One should take this into account and act accordingly, as strong paper profits (e.g. if more negative supply news come out) may turn to losses if the sentiment changes, which certainly will do so over the course of this year. Even though my personal view is positive and fundamentals are more in favor of sugar this year than against it, the deficit- and drought-associated noise should be assessed with a large amount of cautiousness. A potential dollar rebound might also weigh on the sugar prices due to an inverse relationship between the two.
The recent developments in the world's view on sugar should be taken into account as well. The introduction and consideration of sugar tax (or soda/soft drink tax) policies in various countries has created a lot of public discussion, even though no consensus regarding the impact on the soda and confectionery industry, as well as sugar consumption, has been reached by now. Currently, the public debate is focusing on the initiative of the U.K. government to proceed with a soda tax policy, which is expected to come into effect in 2018. Thailand media's efforts to emphasize the issues associated with excess sugar consumption should be noted as well.
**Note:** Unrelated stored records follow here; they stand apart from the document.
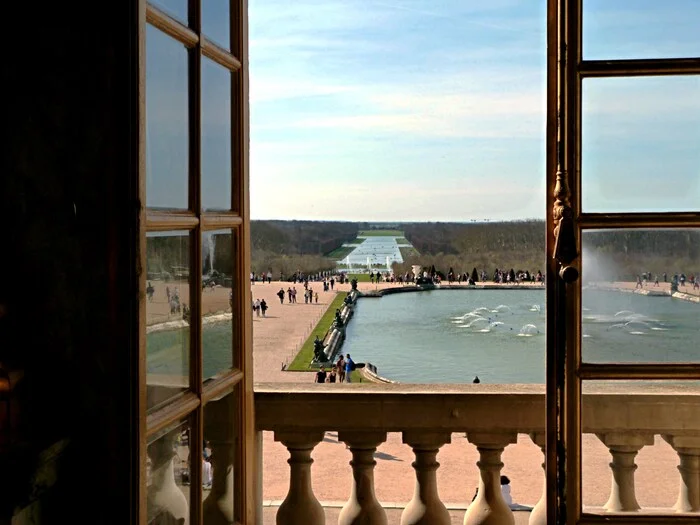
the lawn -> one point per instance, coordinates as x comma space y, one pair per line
407, 252
340, 253
302, 361
380, 233
361, 277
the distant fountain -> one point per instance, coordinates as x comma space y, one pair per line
208, 248
529, 330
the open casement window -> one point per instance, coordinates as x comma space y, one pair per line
196, 404
573, 216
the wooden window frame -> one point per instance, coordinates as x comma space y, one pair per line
239, 378
566, 370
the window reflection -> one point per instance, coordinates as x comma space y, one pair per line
216, 136
175, 8
623, 29
217, 471
168, 476
167, 315
640, 141
641, 296
218, 263
215, 21
166, 121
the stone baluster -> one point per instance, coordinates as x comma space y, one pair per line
300, 507
688, 450
538, 516
425, 508
624, 449
164, 496
218, 430
489, 507
362, 508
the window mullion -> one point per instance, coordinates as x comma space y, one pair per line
195, 205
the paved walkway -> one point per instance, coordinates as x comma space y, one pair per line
276, 339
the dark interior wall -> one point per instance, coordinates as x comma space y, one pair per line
68, 247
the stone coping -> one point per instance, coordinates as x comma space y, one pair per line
620, 387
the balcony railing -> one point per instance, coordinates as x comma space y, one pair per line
491, 416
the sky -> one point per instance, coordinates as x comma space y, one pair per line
417, 110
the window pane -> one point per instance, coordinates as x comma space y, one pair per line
216, 21
167, 332
217, 471
640, 441
216, 136
168, 476
641, 296
166, 121
175, 8
640, 141
218, 263
640, 29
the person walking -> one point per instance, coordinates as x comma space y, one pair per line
349, 367
340, 366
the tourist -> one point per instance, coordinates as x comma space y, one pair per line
340, 366
349, 367
505, 490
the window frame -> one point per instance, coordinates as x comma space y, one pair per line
195, 220
566, 370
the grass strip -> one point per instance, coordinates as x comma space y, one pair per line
340, 253
303, 359
380, 233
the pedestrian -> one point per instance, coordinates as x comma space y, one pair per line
349, 367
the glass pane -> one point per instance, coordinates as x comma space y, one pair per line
217, 470
168, 476
175, 8
216, 21
216, 136
640, 141
640, 439
640, 29
641, 296
167, 315
218, 263
166, 121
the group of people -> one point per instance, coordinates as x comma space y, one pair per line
676, 280
340, 372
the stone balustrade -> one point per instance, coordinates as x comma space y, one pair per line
624, 418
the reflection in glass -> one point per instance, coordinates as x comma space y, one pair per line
217, 472
175, 8
218, 263
168, 476
216, 136
641, 296
166, 121
640, 141
167, 315
215, 21
615, 29
638, 446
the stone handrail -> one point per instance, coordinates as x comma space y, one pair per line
623, 417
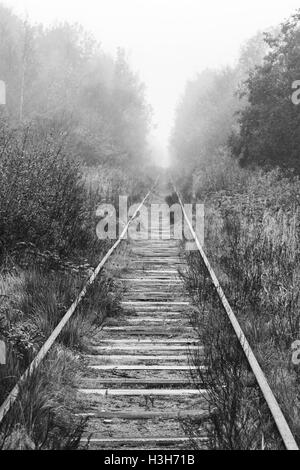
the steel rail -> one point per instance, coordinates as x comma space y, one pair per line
278, 416
13, 395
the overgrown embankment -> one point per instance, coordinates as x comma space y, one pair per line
252, 241
49, 248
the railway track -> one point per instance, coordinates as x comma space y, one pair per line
141, 382
137, 384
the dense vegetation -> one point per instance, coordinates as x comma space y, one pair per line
242, 161
73, 130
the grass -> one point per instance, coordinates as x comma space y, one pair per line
252, 241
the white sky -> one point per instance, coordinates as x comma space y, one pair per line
168, 41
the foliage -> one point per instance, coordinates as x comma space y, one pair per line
269, 125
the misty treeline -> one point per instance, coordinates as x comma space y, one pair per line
60, 74
72, 135
246, 107
236, 143
72, 132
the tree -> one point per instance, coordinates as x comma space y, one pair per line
269, 125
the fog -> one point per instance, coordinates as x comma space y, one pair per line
167, 41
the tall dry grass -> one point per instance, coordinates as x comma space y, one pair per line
252, 240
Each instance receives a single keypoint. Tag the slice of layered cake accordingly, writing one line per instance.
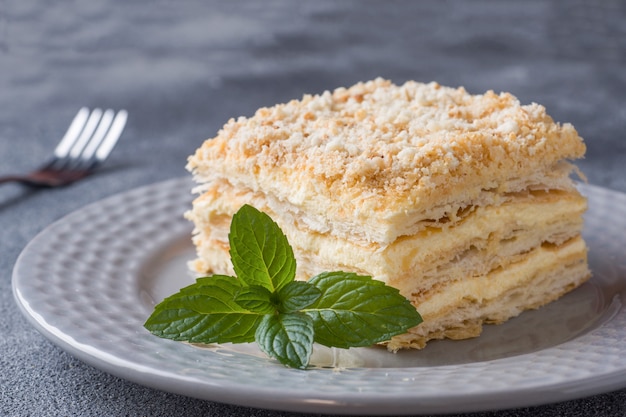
(462, 202)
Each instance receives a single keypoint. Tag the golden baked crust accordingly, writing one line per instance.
(462, 202)
(376, 155)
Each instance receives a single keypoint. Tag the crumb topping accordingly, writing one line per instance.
(376, 144)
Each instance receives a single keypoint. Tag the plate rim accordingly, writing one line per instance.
(306, 400)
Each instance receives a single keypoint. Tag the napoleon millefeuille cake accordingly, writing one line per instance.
(462, 202)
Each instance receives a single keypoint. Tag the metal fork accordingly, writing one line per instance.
(87, 143)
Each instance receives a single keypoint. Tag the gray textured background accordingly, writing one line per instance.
(183, 68)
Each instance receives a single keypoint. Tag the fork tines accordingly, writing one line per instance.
(89, 139)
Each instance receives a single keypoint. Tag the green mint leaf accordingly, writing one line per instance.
(287, 337)
(358, 311)
(257, 299)
(259, 250)
(205, 312)
(296, 296)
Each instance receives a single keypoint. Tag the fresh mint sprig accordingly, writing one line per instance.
(264, 302)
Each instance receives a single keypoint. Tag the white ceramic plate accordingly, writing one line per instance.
(89, 281)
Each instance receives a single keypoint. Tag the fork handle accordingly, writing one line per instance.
(22, 180)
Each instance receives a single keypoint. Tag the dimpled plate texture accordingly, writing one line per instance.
(89, 281)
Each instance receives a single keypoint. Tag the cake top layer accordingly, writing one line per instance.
(377, 149)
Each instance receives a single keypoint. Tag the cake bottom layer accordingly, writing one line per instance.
(459, 310)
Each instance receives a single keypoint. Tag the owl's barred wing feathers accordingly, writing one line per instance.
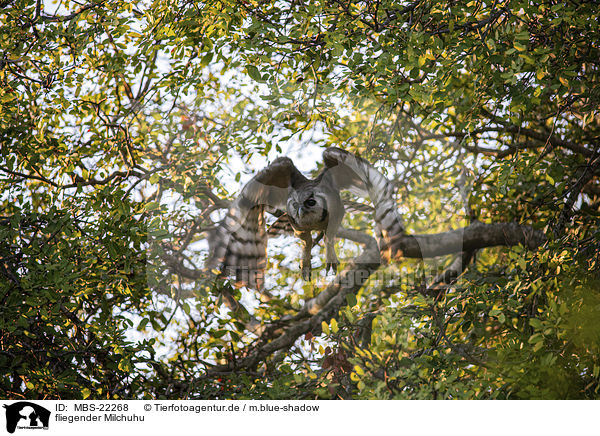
(238, 247)
(361, 178)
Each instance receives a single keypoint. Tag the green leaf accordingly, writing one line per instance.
(254, 73)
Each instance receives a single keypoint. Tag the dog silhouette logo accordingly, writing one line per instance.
(25, 414)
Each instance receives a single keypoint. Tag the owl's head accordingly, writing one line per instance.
(308, 209)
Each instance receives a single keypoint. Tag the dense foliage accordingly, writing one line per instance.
(125, 127)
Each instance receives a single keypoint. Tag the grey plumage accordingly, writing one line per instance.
(238, 246)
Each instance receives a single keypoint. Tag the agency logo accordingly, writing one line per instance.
(26, 415)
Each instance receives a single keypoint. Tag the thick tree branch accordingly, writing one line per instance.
(477, 235)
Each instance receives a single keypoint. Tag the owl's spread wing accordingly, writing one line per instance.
(238, 247)
(361, 178)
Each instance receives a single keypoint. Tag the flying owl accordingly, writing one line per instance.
(239, 243)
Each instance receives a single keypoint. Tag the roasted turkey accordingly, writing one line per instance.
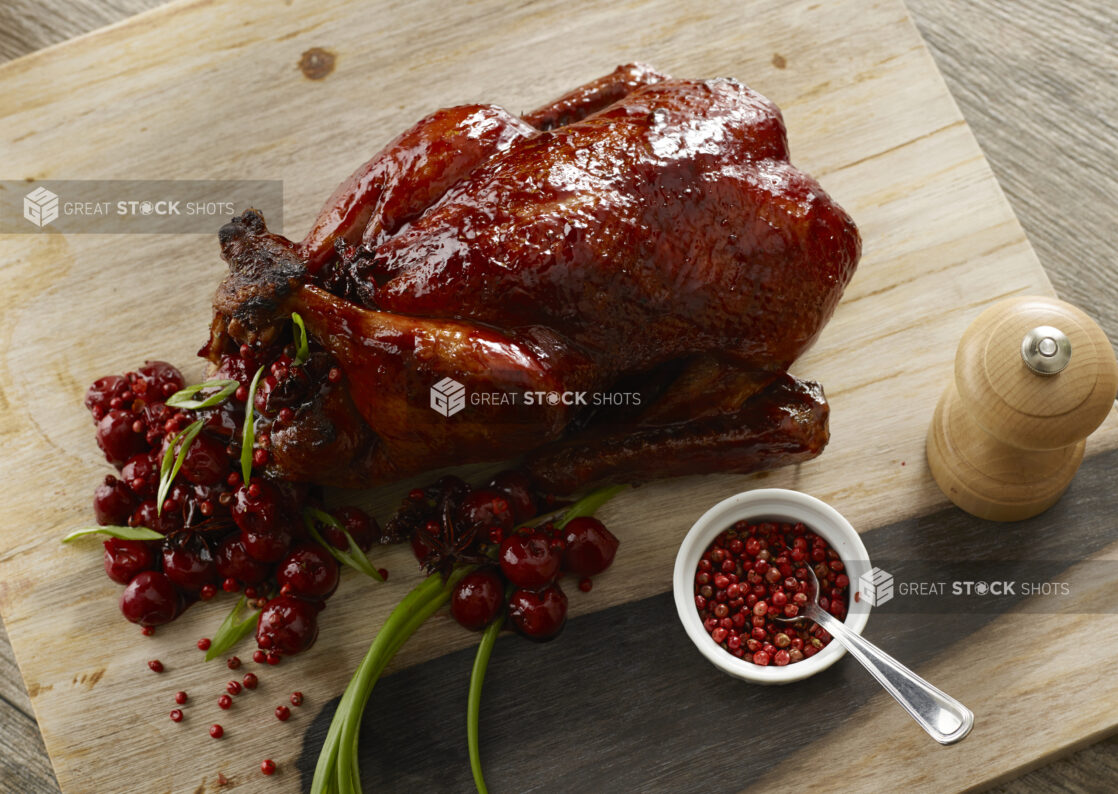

- What is a sugar tax? - Telegraph
- Can it work? - Guardian
- A study of the Mexican sugar tax - Ministry of Health
- A whole website discussing advantages and caveats of a sugar tax - Fooddrinktax.eu
- General summary - Wikipedia
Nevertheless, it can be argued that the world is not expected to encounter any significant short-term impact on sugar demand this year. More research and data availability in the consequent years will make it easier to assess the future impact of the policy. Currently, the global consumption of sugar continues to grow.
The iPath Bloomberg Sugar Subindex Total Return ETN
SGG, the iPath Sugar ETN, is my preferred way of obtaining exposure to sugar. It has an expense ratio of 0.75% and a market capitalization of $50.77 million. SGG tracks the performance of the Bloomberg Sugar Subindex Total Return Index, but one should remember that the ETN might often deviate from the performance of the underlying index and the S&P GSCI Sugar index - see the graph in the "Efficiency" section of the ETN's page on the Etf.com website. In addition, it should be mentioned that this ETN might both overreact to the downside and underperform the underlying index when sugar increases in price.
Disclosure: I am/we are long SGG.
I wrote this article myself, and it expresses my own opinions. I am not receiving compensation for it (other than from Seeking Alpha). I have no business relationship with any company whose stock is mentioned in this article.
Additional disclosure: Not an investment advice. I am not an investment advisor.